A fine example, in my opinion, of building the new world in the shell of the old. And also of the kind of dialogue I admire the most: affirming the ideal, and inviting others to do so, saving the time that would be used on casting blame for creating more images of justice. I hold this woman and her efforts (at healing, and at conscience-raising) up to the Light.
Saturday, January 10, 2009
Zinn and the art of plain speech
Another forward received, that I want to keep channelling into the conversation: Howard Zinn's recent speech, “War and Social Justice”, featured last week on Democracy Now. (http://www.democracynow.org/2009/1/2/placeholder_howard_zinn)
Zinn reminds us, in his easily accessible way, of a few of the basics of What It Is right now. Of why the American scene has the concerns that it does at hand. These are familiar statistics, but he gives them their place in the context of inequalities. A step back in perspective that we need a lot more often. For example:
- 40 million citizens of this country, who are doing their best to keep themselves economically stable, still don't have health insurance. Although 1 million members of the military have government-provided healthcare now, and it seems to work pretty well for them. (What blows me away about this statistic, every time I hear it, is that it's only 40 million.)
- 200 of the richest corporations pay no taxes. (I can barely stomach this one, even after hearing it so many times)
I like how he keeps it simple, with purpose. Not so much time wasted on inflammatories or abstracts. A few remarks from the speech that resonated, for me:
“Private enterprise is not going to create jobs.” (Yeah. That wouldn't be in its interest, would it? Hadn't thought of it that way...)
“The thing about war is the outcome is unpredictable. The immediate thing you do is predictable. The immediate thing you do is horrible...truth is, you never know what this is leading to...You know that the present is evil, and you’re asked to commit this evil for some possible future good.”

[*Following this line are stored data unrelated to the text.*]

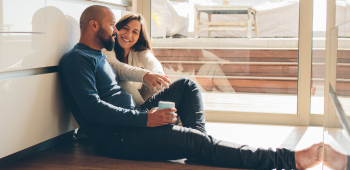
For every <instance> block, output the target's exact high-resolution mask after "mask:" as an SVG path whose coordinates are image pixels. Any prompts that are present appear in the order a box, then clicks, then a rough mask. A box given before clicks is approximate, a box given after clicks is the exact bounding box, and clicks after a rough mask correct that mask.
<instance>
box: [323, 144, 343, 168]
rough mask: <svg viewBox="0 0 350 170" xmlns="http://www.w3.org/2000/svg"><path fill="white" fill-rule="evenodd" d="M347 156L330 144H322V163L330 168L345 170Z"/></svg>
mask: <svg viewBox="0 0 350 170" xmlns="http://www.w3.org/2000/svg"><path fill="white" fill-rule="evenodd" d="M347 162H348V156H346V155H344V154H342V153H340V152H338V151H336V150H334V149H333V148H332V147H331V146H330V145H328V144H325V145H324V160H323V165H326V166H327V167H328V168H330V169H335V170H346V165H347Z"/></svg>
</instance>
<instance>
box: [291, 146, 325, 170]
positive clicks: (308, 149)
mask: <svg viewBox="0 0 350 170" xmlns="http://www.w3.org/2000/svg"><path fill="white" fill-rule="evenodd" d="M322 160H323V143H318V144H313V145H312V146H310V147H308V148H306V149H303V150H300V151H296V152H295V164H296V168H297V169H298V170H303V169H307V168H311V167H313V166H315V165H317V164H319V163H320V162H321V161H322Z"/></svg>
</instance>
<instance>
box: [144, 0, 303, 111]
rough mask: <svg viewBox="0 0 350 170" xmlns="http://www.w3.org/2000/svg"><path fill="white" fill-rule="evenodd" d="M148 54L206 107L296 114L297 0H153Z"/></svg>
mask: <svg viewBox="0 0 350 170" xmlns="http://www.w3.org/2000/svg"><path fill="white" fill-rule="evenodd" d="M151 7H152V10H151V11H152V12H151V18H152V19H151V37H152V45H153V46H152V47H153V52H154V55H155V56H156V57H157V59H158V60H159V61H160V62H161V63H162V65H163V68H164V71H165V74H167V75H169V78H170V79H171V80H175V79H177V78H180V77H188V78H191V79H192V80H194V81H195V82H197V83H198V84H199V85H200V89H201V91H202V95H203V98H204V105H205V110H207V111H228V112H240V113H274V114H292V115H296V114H297V91H298V89H297V86H298V39H299V37H298V35H299V34H298V33H299V1H298V0H249V1H238V0H230V1H223V0H170V1H164V0H152V4H151Z"/></svg>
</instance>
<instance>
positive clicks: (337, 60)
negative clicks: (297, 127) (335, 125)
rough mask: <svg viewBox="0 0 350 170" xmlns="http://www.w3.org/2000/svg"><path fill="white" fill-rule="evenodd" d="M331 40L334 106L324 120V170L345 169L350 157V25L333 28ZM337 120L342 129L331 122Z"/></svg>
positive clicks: (331, 54)
mask: <svg viewBox="0 0 350 170" xmlns="http://www.w3.org/2000/svg"><path fill="white" fill-rule="evenodd" d="M330 38H331V50H330V52H331V58H330V63H329V67H330V72H329V79H330V85H329V86H330V90H329V95H330V100H331V102H330V106H329V107H328V108H329V110H328V114H327V115H325V119H324V140H325V141H324V142H325V161H324V165H326V166H328V167H326V166H325V167H324V169H345V164H346V161H347V160H348V155H350V71H349V70H350V43H349V42H350V22H348V23H345V24H342V25H340V26H337V27H335V28H333V29H332V30H331V37H330ZM335 116H336V120H339V122H340V124H341V125H342V128H336V127H334V125H332V124H331V119H332V118H333V117H335ZM348 163H349V164H350V162H348ZM349 167H350V166H348V168H349Z"/></svg>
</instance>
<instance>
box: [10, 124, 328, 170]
mask: <svg viewBox="0 0 350 170" xmlns="http://www.w3.org/2000/svg"><path fill="white" fill-rule="evenodd" d="M207 130H208V134H210V135H212V136H214V137H215V138H217V139H221V140H227V141H232V142H236V143H241V144H248V145H249V146H252V147H262V148H269V147H272V148H276V147H285V148H289V149H293V150H294V149H302V148H306V147H308V146H310V145H311V144H313V143H317V142H320V141H322V136H323V128H322V127H305V126H276V125H257V124H237V123H215V122H210V123H207ZM319 168H320V166H318V167H315V168H313V169H319ZM14 169H15V170H24V169H25V170H38V169H50V170H62V169H74V170H80V169H91V170H106V169H123V170H124V169H125V170H128V169H136V170H138V169H142V170H143V169H146V170H147V169H149V170H160V169H170V170H175V169H177V170H178V169H179V170H194V169H201V170H212V169H217V170H227V169H231V168H222V167H213V166H208V165H201V164H198V163H196V162H186V160H185V159H180V160H172V161H133V160H122V159H114V158H109V157H105V156H102V155H100V154H98V153H96V152H95V151H94V149H93V147H92V146H91V145H90V143H89V142H88V141H86V140H72V141H68V142H65V143H63V144H60V145H57V146H55V147H53V148H50V149H47V150H45V151H43V152H40V153H38V154H35V155H33V156H31V157H28V158H26V159H23V160H21V161H18V162H16V163H13V164H11V165H9V166H7V167H5V168H3V170H14Z"/></svg>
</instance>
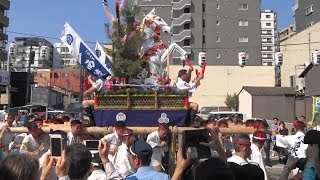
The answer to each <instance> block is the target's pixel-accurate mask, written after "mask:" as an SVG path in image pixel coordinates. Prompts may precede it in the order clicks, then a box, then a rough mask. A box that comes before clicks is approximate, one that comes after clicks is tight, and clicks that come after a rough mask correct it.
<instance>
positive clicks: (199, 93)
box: [170, 65, 275, 107]
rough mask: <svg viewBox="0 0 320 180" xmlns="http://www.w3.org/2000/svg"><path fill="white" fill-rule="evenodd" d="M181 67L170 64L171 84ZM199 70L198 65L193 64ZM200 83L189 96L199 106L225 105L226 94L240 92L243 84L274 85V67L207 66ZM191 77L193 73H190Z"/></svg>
mask: <svg viewBox="0 0 320 180" xmlns="http://www.w3.org/2000/svg"><path fill="white" fill-rule="evenodd" d="M182 68H183V67H182V66H181V65H180V66H178V65H171V66H170V78H171V82H172V84H173V83H174V82H176V81H177V76H178V72H179V70H180V69H182ZM194 68H195V69H198V70H200V69H201V68H200V67H199V66H194ZM204 76H205V77H204V78H203V79H202V80H201V85H200V86H199V87H198V88H197V89H196V91H195V92H194V93H192V96H191V97H190V99H189V100H190V102H196V103H198V104H199V107H204V106H226V105H225V103H224V102H225V100H226V97H227V94H234V93H238V92H240V90H241V89H242V87H243V86H257V85H259V86H269V87H272V86H274V83H275V82H274V67H272V66H246V67H240V66H207V67H206V72H205V75H204ZM192 77H195V74H194V73H192Z"/></svg>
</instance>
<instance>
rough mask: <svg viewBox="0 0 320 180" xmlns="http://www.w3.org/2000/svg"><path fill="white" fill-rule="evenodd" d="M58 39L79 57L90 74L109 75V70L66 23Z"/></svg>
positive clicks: (97, 75) (105, 75) (83, 41)
mask: <svg viewBox="0 0 320 180" xmlns="http://www.w3.org/2000/svg"><path fill="white" fill-rule="evenodd" d="M60 39H61V41H62V42H63V43H64V44H65V45H66V46H67V47H68V48H69V50H70V53H71V55H72V56H73V57H75V58H77V57H79V63H80V64H81V65H82V66H83V67H84V68H85V69H86V70H88V71H89V72H90V73H91V74H93V75H94V76H96V77H98V78H103V79H105V78H106V77H107V76H109V75H111V72H110V71H109V70H108V69H106V68H105V67H104V66H103V65H102V64H101V63H100V61H99V60H98V57H97V56H96V55H95V53H93V52H92V51H91V50H90V48H89V47H88V46H87V45H86V44H85V42H84V41H83V40H82V39H81V37H80V36H79V35H78V34H77V33H76V32H75V31H74V30H73V28H72V27H71V26H70V25H69V24H68V23H66V24H65V25H64V30H63V31H62V33H61V36H60Z"/></svg>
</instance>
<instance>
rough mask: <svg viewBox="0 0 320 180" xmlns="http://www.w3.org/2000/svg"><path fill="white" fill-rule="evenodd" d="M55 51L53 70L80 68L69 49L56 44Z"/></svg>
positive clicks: (67, 47)
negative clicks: (72, 68) (66, 68)
mask: <svg viewBox="0 0 320 180" xmlns="http://www.w3.org/2000/svg"><path fill="white" fill-rule="evenodd" d="M53 46H54V51H53V62H54V64H53V68H62V67H67V68H78V67H80V66H79V63H78V60H77V59H76V58H74V57H73V56H72V55H71V53H70V50H69V48H68V47H67V46H66V45H64V44H62V43H55V44H54V45H53Z"/></svg>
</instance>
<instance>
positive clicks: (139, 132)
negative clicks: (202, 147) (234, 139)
mask: <svg viewBox="0 0 320 180" xmlns="http://www.w3.org/2000/svg"><path fill="white" fill-rule="evenodd" d="M128 128H130V129H132V130H133V131H134V132H135V133H137V134H149V133H151V132H153V131H156V130H157V127H128ZM9 129H10V130H11V132H13V133H26V132H28V129H27V128H25V127H10V128H9ZM42 129H43V131H44V132H47V133H49V132H50V130H62V131H65V132H70V130H71V129H70V126H69V125H56V124H49V125H45V126H43V127H42ZM197 129H201V128H192V127H176V126H174V127H171V130H172V131H174V132H175V133H177V134H179V133H182V132H183V131H186V130H197ZM219 129H220V132H221V133H222V134H238V133H244V134H251V133H253V132H254V131H255V129H254V128H253V127H245V126H244V125H230V126H229V127H228V128H219ZM82 132H83V133H85V134H108V133H112V132H113V130H112V127H84V128H83V130H82Z"/></svg>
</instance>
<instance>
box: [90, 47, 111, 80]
mask: <svg viewBox="0 0 320 180" xmlns="http://www.w3.org/2000/svg"><path fill="white" fill-rule="evenodd" d="M94 52H95V53H96V56H97V57H98V60H99V62H100V63H101V64H102V66H103V67H104V68H106V69H107V70H108V71H109V72H110V73H111V74H112V66H111V62H112V58H111V57H110V56H108V55H107V53H105V51H104V49H103V47H102V46H101V45H100V43H99V42H97V43H96V48H95V50H94Z"/></svg>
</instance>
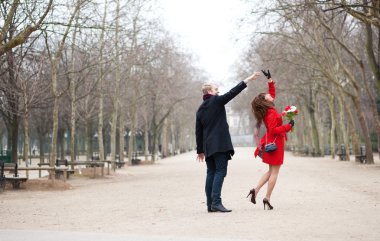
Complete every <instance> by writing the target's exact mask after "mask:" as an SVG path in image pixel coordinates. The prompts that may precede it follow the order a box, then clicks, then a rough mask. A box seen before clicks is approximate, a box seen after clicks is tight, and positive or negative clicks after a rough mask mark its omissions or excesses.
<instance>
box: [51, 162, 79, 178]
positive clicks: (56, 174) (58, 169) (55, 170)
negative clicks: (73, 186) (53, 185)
mask: <svg viewBox="0 0 380 241" xmlns="http://www.w3.org/2000/svg"><path fill="white" fill-rule="evenodd" d="M55 166H56V167H60V166H65V167H67V168H68V167H69V162H68V161H67V160H66V159H65V160H59V159H57V160H55ZM64 172H66V174H67V179H69V178H70V175H72V174H74V173H75V171H74V170H71V169H69V168H68V170H64V169H55V178H57V179H60V178H61V177H64V174H65V173H64Z"/></svg>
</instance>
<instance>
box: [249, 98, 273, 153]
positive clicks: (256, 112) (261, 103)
mask: <svg viewBox="0 0 380 241" xmlns="http://www.w3.org/2000/svg"><path fill="white" fill-rule="evenodd" d="M265 95H266V93H260V94H259V95H258V96H256V97H255V98H254V99H253V100H252V102H251V106H252V113H253V115H254V116H255V118H256V121H257V122H256V127H255V130H254V138H255V142H256V145H257V146H259V143H260V137H259V135H260V127H261V124H262V122H263V119H264V117H265V115H266V114H267V111H268V109H269V108H271V107H273V106H274V104H273V102H270V101H267V100H266V99H265Z"/></svg>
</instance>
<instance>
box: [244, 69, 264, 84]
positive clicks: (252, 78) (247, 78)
mask: <svg viewBox="0 0 380 241" xmlns="http://www.w3.org/2000/svg"><path fill="white" fill-rule="evenodd" d="M260 75H261V74H260V72H258V71H257V72H255V73H253V74H252V75H251V76H249V77H248V78H246V79H245V80H244V82H245V83H246V84H247V83H248V82H249V81H252V80H255V79H257V78H258V77H259V76H260Z"/></svg>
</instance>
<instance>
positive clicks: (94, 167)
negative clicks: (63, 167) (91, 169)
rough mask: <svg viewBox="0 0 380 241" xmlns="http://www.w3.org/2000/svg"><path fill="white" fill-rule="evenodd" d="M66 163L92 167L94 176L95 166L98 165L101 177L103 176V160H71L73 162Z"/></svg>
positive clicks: (75, 164)
mask: <svg viewBox="0 0 380 241" xmlns="http://www.w3.org/2000/svg"><path fill="white" fill-rule="evenodd" d="M67 163H68V165H73V166H86V167H92V168H94V177H95V175H96V168H97V167H100V168H101V174H102V177H104V163H105V162H102V161H73V162H67Z"/></svg>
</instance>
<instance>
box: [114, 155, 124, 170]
mask: <svg viewBox="0 0 380 241" xmlns="http://www.w3.org/2000/svg"><path fill="white" fill-rule="evenodd" d="M115 159H116V160H115V166H116V167H117V168H122V167H123V166H124V165H125V161H121V160H120V155H116V158H115Z"/></svg>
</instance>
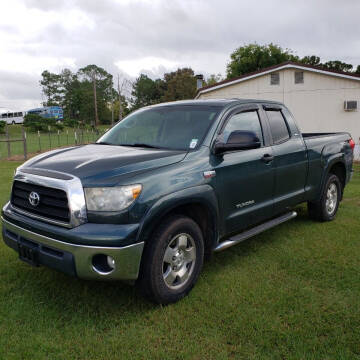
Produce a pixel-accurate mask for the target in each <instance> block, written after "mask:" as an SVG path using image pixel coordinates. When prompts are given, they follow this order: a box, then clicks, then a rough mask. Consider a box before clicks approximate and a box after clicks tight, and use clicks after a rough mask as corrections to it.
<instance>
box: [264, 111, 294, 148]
mask: <svg viewBox="0 0 360 360" xmlns="http://www.w3.org/2000/svg"><path fill="white" fill-rule="evenodd" d="M266 114H267V116H268V119H269V123H270V131H271V135H272V138H273V141H274V143H275V144H279V143H281V142H284V141H286V140H288V139H290V134H289V130H288V127H287V125H286V122H285V119H284V117H283V116H282V114H281V111H274V110H267V111H266Z"/></svg>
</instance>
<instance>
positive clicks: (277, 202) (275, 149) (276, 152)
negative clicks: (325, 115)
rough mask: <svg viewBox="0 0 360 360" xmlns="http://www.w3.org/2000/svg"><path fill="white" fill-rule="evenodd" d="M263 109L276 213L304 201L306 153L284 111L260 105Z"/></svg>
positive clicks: (278, 212)
mask: <svg viewBox="0 0 360 360" xmlns="http://www.w3.org/2000/svg"><path fill="white" fill-rule="evenodd" d="M263 108H264V111H265V113H266V116H267V119H268V123H269V128H270V134H271V137H272V150H273V155H274V168H275V190H274V212H275V213H279V212H282V211H283V210H285V209H286V207H290V206H293V205H296V204H298V203H300V202H301V201H302V200H303V198H304V193H305V182H306V177H307V166H308V161H307V152H306V148H305V145H304V141H303V139H302V137H301V135H300V132H299V130H298V129H297V127H296V124H295V122H294V120H293V119H292V118H291V117H290V114H289V112H288V111H287V109H285V108H284V107H282V106H280V105H263Z"/></svg>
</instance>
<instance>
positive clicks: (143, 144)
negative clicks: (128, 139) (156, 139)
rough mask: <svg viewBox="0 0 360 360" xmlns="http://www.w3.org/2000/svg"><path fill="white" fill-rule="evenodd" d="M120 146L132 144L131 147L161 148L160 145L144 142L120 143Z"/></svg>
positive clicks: (153, 148)
mask: <svg viewBox="0 0 360 360" xmlns="http://www.w3.org/2000/svg"><path fill="white" fill-rule="evenodd" d="M120 146H131V147H145V148H149V149H160V147H159V146H155V145H150V144H143V143H135V144H120Z"/></svg>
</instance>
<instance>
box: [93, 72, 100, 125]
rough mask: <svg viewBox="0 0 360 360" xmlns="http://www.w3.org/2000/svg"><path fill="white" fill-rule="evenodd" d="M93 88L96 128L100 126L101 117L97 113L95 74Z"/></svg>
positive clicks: (96, 101)
mask: <svg viewBox="0 0 360 360" xmlns="http://www.w3.org/2000/svg"><path fill="white" fill-rule="evenodd" d="M93 86H94V106H95V127H97V126H98V123H99V116H98V113H97V101H96V75H95V74H93Z"/></svg>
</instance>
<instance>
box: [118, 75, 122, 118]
mask: <svg viewBox="0 0 360 360" xmlns="http://www.w3.org/2000/svg"><path fill="white" fill-rule="evenodd" d="M118 93H119V121H121V120H122V105H121V90H120V76H119V74H118Z"/></svg>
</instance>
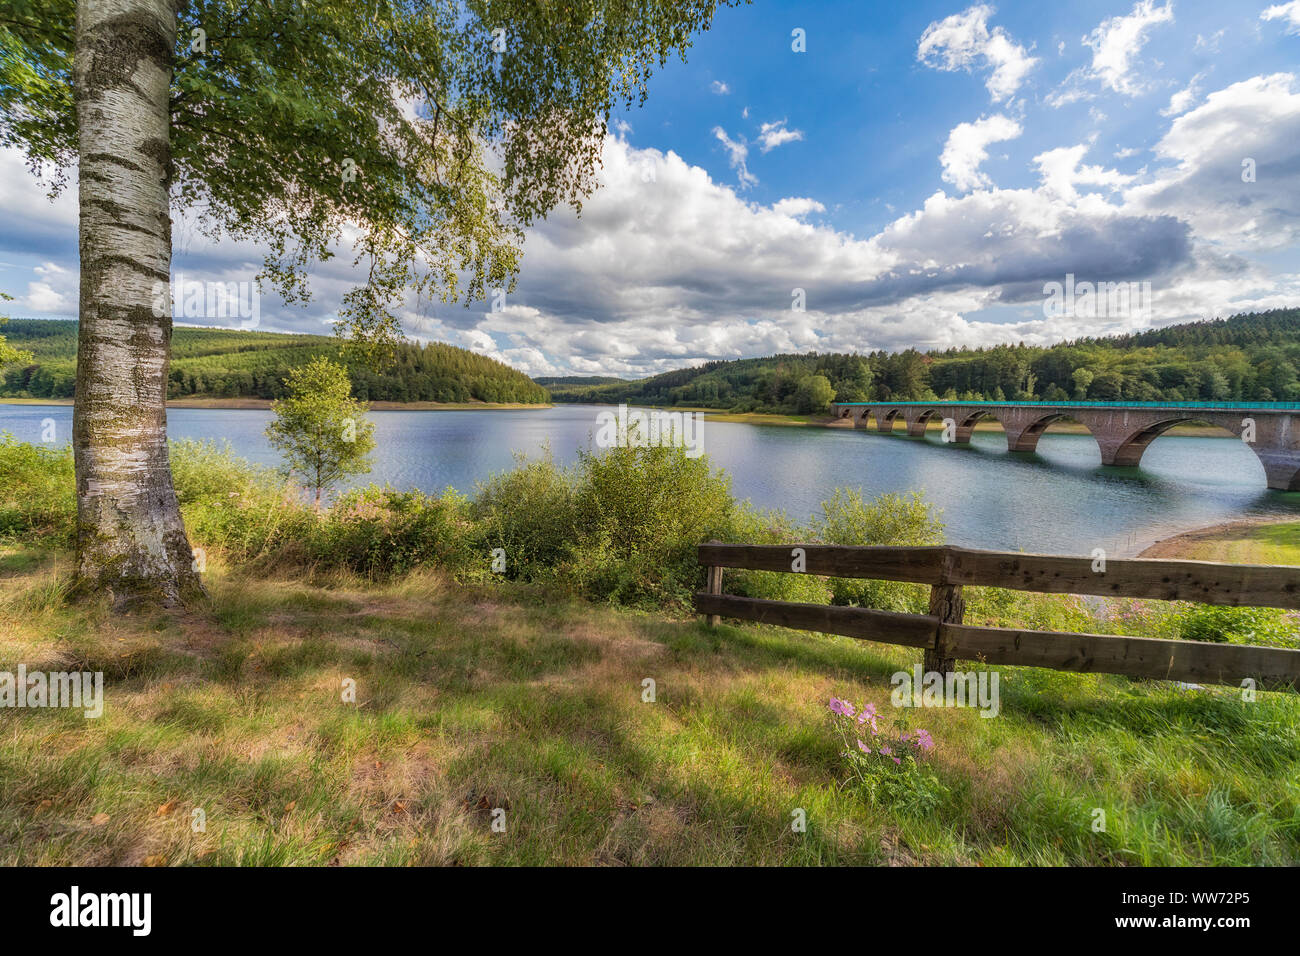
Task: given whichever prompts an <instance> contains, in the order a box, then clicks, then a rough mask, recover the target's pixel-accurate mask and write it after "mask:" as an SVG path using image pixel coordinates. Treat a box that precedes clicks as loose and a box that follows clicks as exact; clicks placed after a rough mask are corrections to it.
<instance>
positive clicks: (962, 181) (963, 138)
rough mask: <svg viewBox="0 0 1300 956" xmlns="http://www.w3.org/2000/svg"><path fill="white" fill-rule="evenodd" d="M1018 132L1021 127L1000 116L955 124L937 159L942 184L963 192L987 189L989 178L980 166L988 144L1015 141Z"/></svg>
mask: <svg viewBox="0 0 1300 956" xmlns="http://www.w3.org/2000/svg"><path fill="white" fill-rule="evenodd" d="M1021 133H1023V130H1022V129H1021V124H1018V122H1015V121H1014V120H1010V118H1008V117H1005V116H1001V114H995V116H988V117H983V118H980V120H976V121H975V122H963V124H958V125H957V126H954V127H953V130H952V133H949V134H948V142H946V143H944V152H943V153H941V155H940V157H939V161H940V164H941V165H943V166H944V173H943V178H944V182H950V183H952V185H953V186H956V187H957V189H958V190H961V191H963V193H965V191H967V190H972V189H978V187H980V186H988V185H989V178H988V177H987V176H985V174H984V173H982V172H980V169H979V166H980V164H982V163H983V161H984V160H987V159H988V146H989V143H998V142H1004V140H1008V139H1015V138H1017V137H1019V135H1021Z"/></svg>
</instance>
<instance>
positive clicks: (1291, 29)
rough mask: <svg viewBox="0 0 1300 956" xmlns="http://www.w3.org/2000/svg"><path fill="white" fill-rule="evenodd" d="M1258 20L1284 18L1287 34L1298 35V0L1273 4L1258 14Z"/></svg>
mask: <svg viewBox="0 0 1300 956" xmlns="http://www.w3.org/2000/svg"><path fill="white" fill-rule="evenodd" d="M1260 20H1284V21H1286V22H1287V26H1286V27H1284V29H1286V31H1287V33H1288V34H1292V35H1296V36H1300V0H1291V3H1288V4H1274V5H1273V7H1270V8H1268V9H1266V10H1265V12H1264V13H1261V14H1260Z"/></svg>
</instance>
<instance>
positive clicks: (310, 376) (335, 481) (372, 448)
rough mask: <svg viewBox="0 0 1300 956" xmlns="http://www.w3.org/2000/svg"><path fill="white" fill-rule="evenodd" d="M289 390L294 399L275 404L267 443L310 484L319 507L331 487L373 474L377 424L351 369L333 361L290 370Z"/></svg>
mask: <svg viewBox="0 0 1300 956" xmlns="http://www.w3.org/2000/svg"><path fill="white" fill-rule="evenodd" d="M287 386H289V395H287V397H286V398H281V399H278V401H276V402H274V403H273V405H272V408H273V410H274V412H276V420H274V421H272V423H270V424H269V425H266V440H268V441H269V442H270V446H272V447H274V449H279V451H281V453H283V455H285V462H286V467H287V471H289V472H292V473H298V475H300V476H303V477H304V479H305V480H307V484H308V486H309V488H311V489H313V490H315V492H316V503H317V506H318V505H320V499H321V493H322V492H324V490H325V489H326V488H330V486H331V485H334V484H337V483H338V481H341V480H342V479H344V477H347V476H348V475H364V473H365V472H368V471H369V470H370V459H369V454H370V450H372V449H373V447H374V424H373V423H370V421H367V420H365V418H364V416H365V411H367V406H365V403H364V402H357V401H356V399H355V398H352V385H351V382H350V381H348V377H347V369H346V368H343V367H342V365H339V364H337V363H334V362H330V360H329V359H325V358H316V359H312V362H311V363H308V364H305V365H302V367H300V368H294V369H290V372H289V382H287Z"/></svg>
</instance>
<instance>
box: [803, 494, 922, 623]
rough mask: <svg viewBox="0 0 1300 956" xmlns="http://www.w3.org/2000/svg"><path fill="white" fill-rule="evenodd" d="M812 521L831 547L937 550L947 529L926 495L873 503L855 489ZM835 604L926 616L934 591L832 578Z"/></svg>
mask: <svg viewBox="0 0 1300 956" xmlns="http://www.w3.org/2000/svg"><path fill="white" fill-rule="evenodd" d="M822 511H823V514H822V515H820V516H819V518H814V520H813V533H814V535H815V536H816V540H819V541H823V542H826V544H831V545H900V546H904V545H911V546H917V545H937V544H943V540H944V525H943V523H940V520H939V519H937V516H936V515H935V512H933V510H932V509H931V506H930V505H928V503H926V499H924V498H922V497H920V494H918V493H915V492H910V493H907V494H881V496H880V497H879V498H875V499H874V501H871V502H866V501H863V499H862V494H861V493H859V492H855V490H853V489H846V488H839V489H836V492H835V494H832V496H831V498H829V499H827V501H824V502H822ZM829 584H831V593H832V604H837V605H850V606H858V607H878V609H880V610H885V611H910V613H913V614H924V613H927V611H928V609H930V589H928V588H926V587H923V585H920V584H902V583H900V581H875V580H862V579H858V578H832V579H831V581H829Z"/></svg>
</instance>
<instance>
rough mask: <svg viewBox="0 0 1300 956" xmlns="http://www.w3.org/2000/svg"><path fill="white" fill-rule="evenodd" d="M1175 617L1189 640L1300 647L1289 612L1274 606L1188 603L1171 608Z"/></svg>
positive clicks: (1193, 640) (1179, 629) (1182, 633)
mask: <svg viewBox="0 0 1300 956" xmlns="http://www.w3.org/2000/svg"><path fill="white" fill-rule="evenodd" d="M1174 620H1175V622H1177V626H1178V636H1179V637H1182V639H1183V640H1188V641H1213V643H1217V644H1266V645H1270V646H1275V648H1300V635H1297V633H1296V623H1295V620H1294V618H1292V615H1290V614H1287V613H1286V611H1283V610H1279V609H1277V607H1218V606H1214V605H1190V606H1188V607H1186V609H1183V610H1178V611H1174Z"/></svg>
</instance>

“We don't have to be a military superpower...We can be a humanitarian superpower.”
“We have an educational job to do about our relationship to government, you know...”Friday, January 9, 2009
a few appointments with hope
There IS a little hope out there. I have voices in my head that want me to censor it - " Be Realistic!" they admonish, which apparently means, give in to fatalism and despair. And they gain strength, and steal mine, any time I tune in to media (which is why I call it "mediation", just like "sedation"). But, I need the hope, because I'm human. And I think others do too. No matter how insignificant or unsophisticated it may look, next to the Real News. These few notes, then, from today's Common Dreams listing:
"Obama Picks a Conscience for the CIA"
www.commondreams.org/view/2009/01/09-3.
"Let Justice Roll: National Faith Leaders Call for Lifting Economy by Raising Minimum Wage"
www.commondreams.org/newswire/2009/01/09-0.
http://www.commondreams.org/view/2009/01/08-2
And last, a photo on the site's homepage lifts my spirits, irrationally maybe, but offering proof that yes, this change of administrations really is going to happen...the caption preceding the article reads, wonderfully: "President Bush speaks as President-elect Barack Obama looks over his shoulder", and that's just what it depicts.